The concept of an information society[1] has broad appeal for policy-makers as a powerful way of imagining the future direction of development[2]. Information and communications technology (ICT) has been embraced at a high-level in India and the country is a leading innovator in the use of technology for public service[3]. However, while ICT promises dramatic improvements it also brings specific challenges into focus[4].

In line with the move towards e-governance, the largest urban initiative to date, the Jawaharlal Nehru National Urban Renewal Mission (JNNURM), mandated a central role for ICT in urban management and service delivery as a condition of access to funding for city governments[5]. However, the steep learning-curve and limited implementation of the JNNURM points to important tensions in urban politics that technology alone is unable to resolve[6]. The technology and expertise required by the JNNURM has the potential to strongly bias the direction of urban development[7].

Drawing on fieldwork as well as desk-research, this presentation attempts to illustrate challenges for e-governance in India through the examples of urban water supply and the JNNURM. The argument draws on the academic and policy literature, a comprehensive review of media coverage, 30 semi-structured key informant interviews in two Urban Local Bodies (“A” and “B”), and more recent research in one of India’s larger metros.

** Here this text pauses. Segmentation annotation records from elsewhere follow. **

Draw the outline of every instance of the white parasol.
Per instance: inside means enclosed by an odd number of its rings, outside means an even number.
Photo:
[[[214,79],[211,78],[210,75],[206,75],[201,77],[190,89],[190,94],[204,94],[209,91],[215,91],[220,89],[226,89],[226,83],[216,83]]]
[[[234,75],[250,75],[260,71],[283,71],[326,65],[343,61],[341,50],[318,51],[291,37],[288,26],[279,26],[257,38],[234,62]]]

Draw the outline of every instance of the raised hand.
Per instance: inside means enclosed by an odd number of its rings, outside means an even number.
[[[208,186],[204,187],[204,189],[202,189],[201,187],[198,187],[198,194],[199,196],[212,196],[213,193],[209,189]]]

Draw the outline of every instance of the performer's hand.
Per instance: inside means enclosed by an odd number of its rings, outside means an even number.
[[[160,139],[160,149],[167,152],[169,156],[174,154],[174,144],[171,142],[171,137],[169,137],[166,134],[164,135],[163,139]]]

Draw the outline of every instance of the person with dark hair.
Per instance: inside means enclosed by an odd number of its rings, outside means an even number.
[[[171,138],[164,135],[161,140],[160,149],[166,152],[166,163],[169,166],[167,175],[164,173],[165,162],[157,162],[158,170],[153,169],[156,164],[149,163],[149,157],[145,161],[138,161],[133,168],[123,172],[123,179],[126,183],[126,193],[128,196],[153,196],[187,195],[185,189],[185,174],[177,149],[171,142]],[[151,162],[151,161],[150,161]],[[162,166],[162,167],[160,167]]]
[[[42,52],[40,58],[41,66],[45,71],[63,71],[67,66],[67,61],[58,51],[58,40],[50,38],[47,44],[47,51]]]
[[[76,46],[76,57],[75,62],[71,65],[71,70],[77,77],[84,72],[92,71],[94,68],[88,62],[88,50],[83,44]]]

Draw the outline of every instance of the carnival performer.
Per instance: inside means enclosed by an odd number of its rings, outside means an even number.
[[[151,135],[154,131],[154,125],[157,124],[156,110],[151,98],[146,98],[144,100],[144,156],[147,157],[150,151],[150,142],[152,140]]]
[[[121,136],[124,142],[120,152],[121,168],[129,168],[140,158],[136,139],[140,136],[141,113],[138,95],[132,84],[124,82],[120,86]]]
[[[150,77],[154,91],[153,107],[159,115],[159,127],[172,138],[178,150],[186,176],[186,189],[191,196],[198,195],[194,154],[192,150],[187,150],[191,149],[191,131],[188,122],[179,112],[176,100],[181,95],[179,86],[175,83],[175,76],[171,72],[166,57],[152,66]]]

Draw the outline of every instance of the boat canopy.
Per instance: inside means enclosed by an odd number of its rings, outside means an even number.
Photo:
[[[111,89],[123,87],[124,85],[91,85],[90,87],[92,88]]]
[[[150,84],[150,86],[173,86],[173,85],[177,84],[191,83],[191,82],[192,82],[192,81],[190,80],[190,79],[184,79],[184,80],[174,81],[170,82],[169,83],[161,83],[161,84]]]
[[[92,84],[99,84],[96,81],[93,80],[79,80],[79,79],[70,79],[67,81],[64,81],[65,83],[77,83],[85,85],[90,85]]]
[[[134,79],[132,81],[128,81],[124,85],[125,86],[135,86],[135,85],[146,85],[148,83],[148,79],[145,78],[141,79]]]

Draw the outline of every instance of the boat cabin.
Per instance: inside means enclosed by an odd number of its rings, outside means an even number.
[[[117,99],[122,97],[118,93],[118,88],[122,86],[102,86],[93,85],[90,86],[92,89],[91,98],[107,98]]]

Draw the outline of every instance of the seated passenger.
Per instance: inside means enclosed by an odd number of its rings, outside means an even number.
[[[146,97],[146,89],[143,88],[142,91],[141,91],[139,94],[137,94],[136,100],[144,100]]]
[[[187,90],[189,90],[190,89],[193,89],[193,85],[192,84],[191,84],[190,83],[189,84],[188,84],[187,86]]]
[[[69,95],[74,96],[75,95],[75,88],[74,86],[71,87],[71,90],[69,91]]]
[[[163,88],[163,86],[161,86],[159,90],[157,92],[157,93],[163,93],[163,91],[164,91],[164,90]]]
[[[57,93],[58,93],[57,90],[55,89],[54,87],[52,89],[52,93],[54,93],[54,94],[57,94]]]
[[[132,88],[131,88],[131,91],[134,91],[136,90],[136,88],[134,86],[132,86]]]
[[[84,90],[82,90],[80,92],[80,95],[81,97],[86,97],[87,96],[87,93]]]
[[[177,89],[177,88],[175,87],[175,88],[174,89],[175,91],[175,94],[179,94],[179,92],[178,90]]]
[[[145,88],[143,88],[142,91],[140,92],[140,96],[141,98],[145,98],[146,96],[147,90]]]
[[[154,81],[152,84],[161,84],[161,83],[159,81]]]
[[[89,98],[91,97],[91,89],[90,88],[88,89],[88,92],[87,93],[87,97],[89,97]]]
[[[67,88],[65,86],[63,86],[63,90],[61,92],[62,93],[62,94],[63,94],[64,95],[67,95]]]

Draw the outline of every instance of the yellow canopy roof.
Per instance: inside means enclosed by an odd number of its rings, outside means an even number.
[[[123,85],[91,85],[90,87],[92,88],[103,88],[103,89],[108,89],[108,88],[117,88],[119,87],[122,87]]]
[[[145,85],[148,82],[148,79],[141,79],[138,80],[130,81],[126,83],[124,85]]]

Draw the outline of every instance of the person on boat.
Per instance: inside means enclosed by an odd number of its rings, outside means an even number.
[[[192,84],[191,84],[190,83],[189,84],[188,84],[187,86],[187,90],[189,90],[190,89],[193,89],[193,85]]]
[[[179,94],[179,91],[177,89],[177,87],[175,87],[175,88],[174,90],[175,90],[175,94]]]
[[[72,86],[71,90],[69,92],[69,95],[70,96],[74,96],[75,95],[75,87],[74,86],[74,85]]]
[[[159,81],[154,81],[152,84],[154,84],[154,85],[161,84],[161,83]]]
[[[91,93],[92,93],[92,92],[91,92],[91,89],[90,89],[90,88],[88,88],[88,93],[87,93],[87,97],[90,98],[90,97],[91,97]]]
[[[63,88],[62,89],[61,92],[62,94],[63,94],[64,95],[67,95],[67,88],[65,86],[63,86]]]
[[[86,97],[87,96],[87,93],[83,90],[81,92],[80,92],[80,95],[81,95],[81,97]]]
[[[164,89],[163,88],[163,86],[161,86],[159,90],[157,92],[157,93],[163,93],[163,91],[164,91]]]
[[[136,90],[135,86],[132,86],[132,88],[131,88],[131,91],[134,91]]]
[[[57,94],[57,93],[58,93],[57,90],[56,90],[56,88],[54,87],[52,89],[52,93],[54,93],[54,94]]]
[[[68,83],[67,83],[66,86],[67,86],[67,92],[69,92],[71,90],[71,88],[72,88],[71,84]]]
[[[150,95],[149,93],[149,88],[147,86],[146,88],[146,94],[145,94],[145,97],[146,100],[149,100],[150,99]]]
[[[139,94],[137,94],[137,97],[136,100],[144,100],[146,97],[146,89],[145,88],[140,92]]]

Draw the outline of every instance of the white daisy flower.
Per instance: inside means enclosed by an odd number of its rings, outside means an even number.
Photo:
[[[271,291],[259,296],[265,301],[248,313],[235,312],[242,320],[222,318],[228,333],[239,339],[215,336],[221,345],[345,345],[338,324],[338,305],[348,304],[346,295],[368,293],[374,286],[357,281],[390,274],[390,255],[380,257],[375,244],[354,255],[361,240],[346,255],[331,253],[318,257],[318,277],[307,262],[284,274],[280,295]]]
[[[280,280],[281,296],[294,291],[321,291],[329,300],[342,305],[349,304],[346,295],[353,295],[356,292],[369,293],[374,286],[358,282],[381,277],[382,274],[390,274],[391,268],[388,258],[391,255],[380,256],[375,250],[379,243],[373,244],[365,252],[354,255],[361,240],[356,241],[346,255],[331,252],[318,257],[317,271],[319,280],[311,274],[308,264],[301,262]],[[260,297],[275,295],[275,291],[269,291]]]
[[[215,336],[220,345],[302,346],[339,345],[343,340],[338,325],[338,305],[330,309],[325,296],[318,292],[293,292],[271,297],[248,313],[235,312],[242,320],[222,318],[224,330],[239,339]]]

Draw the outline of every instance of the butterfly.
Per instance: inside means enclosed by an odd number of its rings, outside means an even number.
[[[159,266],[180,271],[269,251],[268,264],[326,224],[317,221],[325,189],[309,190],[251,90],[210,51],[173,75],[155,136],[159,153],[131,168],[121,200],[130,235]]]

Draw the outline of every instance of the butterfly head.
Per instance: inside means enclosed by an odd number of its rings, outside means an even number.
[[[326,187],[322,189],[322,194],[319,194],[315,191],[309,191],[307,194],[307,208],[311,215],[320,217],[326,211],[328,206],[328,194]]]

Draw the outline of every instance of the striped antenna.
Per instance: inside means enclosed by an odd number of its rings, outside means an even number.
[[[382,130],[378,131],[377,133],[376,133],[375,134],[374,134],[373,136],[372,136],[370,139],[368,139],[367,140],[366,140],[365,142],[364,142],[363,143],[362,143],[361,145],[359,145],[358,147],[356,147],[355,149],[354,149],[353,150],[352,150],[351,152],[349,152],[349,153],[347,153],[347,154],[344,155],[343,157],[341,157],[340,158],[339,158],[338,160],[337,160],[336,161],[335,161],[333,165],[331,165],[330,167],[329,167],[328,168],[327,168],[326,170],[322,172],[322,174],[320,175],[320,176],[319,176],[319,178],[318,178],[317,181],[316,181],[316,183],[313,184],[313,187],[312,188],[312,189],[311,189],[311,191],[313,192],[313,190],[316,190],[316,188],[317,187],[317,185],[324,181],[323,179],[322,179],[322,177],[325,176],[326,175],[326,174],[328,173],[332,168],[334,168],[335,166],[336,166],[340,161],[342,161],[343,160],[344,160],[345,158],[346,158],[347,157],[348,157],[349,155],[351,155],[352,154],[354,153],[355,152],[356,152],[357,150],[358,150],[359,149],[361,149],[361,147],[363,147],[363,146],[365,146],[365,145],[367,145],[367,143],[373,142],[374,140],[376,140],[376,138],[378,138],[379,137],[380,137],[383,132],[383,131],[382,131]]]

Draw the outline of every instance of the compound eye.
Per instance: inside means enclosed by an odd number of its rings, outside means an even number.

[1] Manuel Castells, The Rise of the Network Society: The Information Age: Economy, Society, and Culture (John Wiley & Sons 2011); Frank Webster, ‘The Information Society Revisited’ in Leah A Lievrouw and Sonia Livingstone (eds), Handbook of New Media: Student Edition (SAGE 2005).

[2] Anthony M Townsend, Smart Cities: Big Data, Civic Hackers, and the Quest for a New Utopia (W W Norton & Company 2013); Shirin Madon, ‘Evaluating the Developmental Impact of E-Governance Initiatives: An Exploratory Framework’ (2005) 20 The Electronic Journal of Information Systems in Developing Countries; Michael Batty, ‘Big Data, Smart Cities and City Planning’ (2013) 3 Dialogues in Human Geography 274.

[3] M Shamsul Haque, ‘E-Governance in India: Its Impacts on Relations Amongcitizens, Politicians and Public Servants’ (2002) 68 International Review of Administrative Sciences 231; Shirin Madon, Sundeep Sahay and Jyotsna Sahay, ‘Implementing Property Tax Reforms in Bangalore: An Actor-network Perspective’ (2004) 14 Information and Organization 269; Shirin Madon, ‘IT-based Government Reform Initiatives in the Indian State of Gujarat’ (2006) 18 Journal of International Development 877.

[4] Heeks 2003 / Richard Heeks, ‘Information Systems and Developing Countries: Failure, Success, and Local Improvisations’ (2002) 18 The Information Society 101.

[5] KC Sivaramakrishnan, Re-visioning Indian Cities: The Urban Renewal Mission. (SAGE India 2011).

[6] Solomon Benjamin and Bhuvaneswari Raman, ‘Illegible Claims, Legal Titles, and the Worlding of Bangalore’ (2011) n°206 Revue Tiers Monde 37; Saumitra Jha, Vijayendra Rao and Michael Woolcock, ‘Governance in the Gullies: Democratic Responsiveness and Leadership in Delhi’s Slums’ (2007) 35 World Development 230.

[7] Renee Kuriyan and Isha Ray, ‘Outsourcing the State? Public–Private Partnerships and Information Technologies in India’ (2009) 37 World Development 1663; Bhuvaneswari Raman and Zainab Bawa, ‘Interacting with the State via Information and Communication Technologies.’ (2011) 38 Media Asia.